This is a piece of code that compute Hessian vector product (gradient of gradient with regard to a given vector).
input = torch.tensor([1.0, 2.0, 0.5, 0.2], requires_grad=True)
output = input.tanh().sum()
grads = torch.autograd.grad(output, input, create_graph=True, retain_graph = True)
flatten = torch.cat([g.reshape(-1) for g in grads if g is not None])
for i in range(100):
┆ v = torch.randn(4)
┆ hvps = torch.autograd.grad([flatten @ v], input, allow_unused=True, retain_graph = True)
┆ print("{} {} {}".format(output.data, grads[0].data, hvps[0].data))
PyTorch says the bold part (retain_graph=True in hvps computation) is necessary.
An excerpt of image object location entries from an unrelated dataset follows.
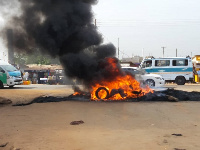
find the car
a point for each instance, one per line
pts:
(152, 80)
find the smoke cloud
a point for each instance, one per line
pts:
(64, 29)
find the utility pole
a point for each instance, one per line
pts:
(163, 50)
(118, 48)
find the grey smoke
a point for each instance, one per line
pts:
(64, 29)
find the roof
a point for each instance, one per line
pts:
(43, 67)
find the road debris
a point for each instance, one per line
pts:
(177, 134)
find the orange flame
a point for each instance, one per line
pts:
(126, 83)
(122, 87)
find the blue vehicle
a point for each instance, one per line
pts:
(175, 69)
(13, 72)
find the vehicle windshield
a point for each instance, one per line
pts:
(9, 68)
(135, 71)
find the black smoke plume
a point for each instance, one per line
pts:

Otherwise this error msg shows up.
RuntimeError: Trying to backward through the graph a second time, but the buffers have already been freed. Specify retain_graph=True when calling backward the first time.
However, I am wondering if that “retain_graph=True” is REALLY necessary? I might be wrong, but it seems to me that computing Hessian vector product for v1 doesn’t depend on that for v2. Will this be unnecessary memory overhead? Could this code snippet be written differently to avoid keeping those graphs that are not needed?